Master, lead your Hunt tonight
Bathed in the Lady's silver light
Earth, Air, Fire and Water
Ride in Your train Rudi whistled rather than sang as they rode; it was a hymn to the Horned Lord, so it might not be too tactful to use the verses here where they followed a face of God they thought jealous. Mathilda, who didn't know the words, whistled along with him as she caught the tune; Delia, who did, joined in. Then they all started to do counterpoint, topping each other until they were laughing too hard to go on.
It was easy to laugh, on a bright morning like this, with the sun breaking off on polished metal and bright on dyed cloth as pennants snapped, and he had a good little Arab under him-though nothing like Epona of course-one of a pair Mathilda's mother had brought out last week in a brief whirlwind visit:
Matti's still happy with it, he thought. And I miss Mom and home so much. He squared his shoulders.
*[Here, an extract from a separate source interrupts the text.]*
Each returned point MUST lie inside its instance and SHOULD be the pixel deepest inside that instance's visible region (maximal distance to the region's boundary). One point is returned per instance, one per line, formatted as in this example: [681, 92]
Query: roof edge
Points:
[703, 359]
Well, you're a warrior of the Clan. Act like it!
They rode northward down towards Carpenter Creek from the castle gate, along a dirt road that ran through sloping orchards of pear and peach, plum, nectarine, cherry and apple. All were in some stage of their blossom-time now, in a froth of pink and white, drenching the mild spring air until they were almost giddy with the scent and the buzzing of countless bees, and petals drifted over them like snow with every gust of wind. The crimson clover beneath the trees was in blossom too, and the grassy verges by the side of the road were thick with wildflowers, the daffodils fading but camas bright blue, chicory the darker color of the eastern sky at sunset; taller bracts of henbit reddish purple, all thick with hummingbirds and sphinx moths feeding on nectar.
Birds of all kinds swarmed, familiar friends from Dun Juniper; a red-tailed hawk watching them pass from the branch of a roadside tree, the majesty of a bald eagle wheeling high overhead, jays calling raucously from the bright new leaves of the cottonwoods and alders and bigleaf maples beside the stream, pintail ducks on the spring-swollen waters that tumbled down from the low mountains to the west:
They turned upstream, in a clopping of hooves and clink of horse harness, creaking of saddle leather and the rhythmic rustling chink of chain mail, the bright morning sun casting their long shadows ahead of them. Past the orchards the field on their left was plowed and harrowed dirt, raked every two feet with furrows where a team was planting quartered potatoes, along with dollops of fertilizer. That was familiar from home too, and the oxcart full of the seed stock and another bigger one of stable-muck, and even the cauldron bubbling over a fire.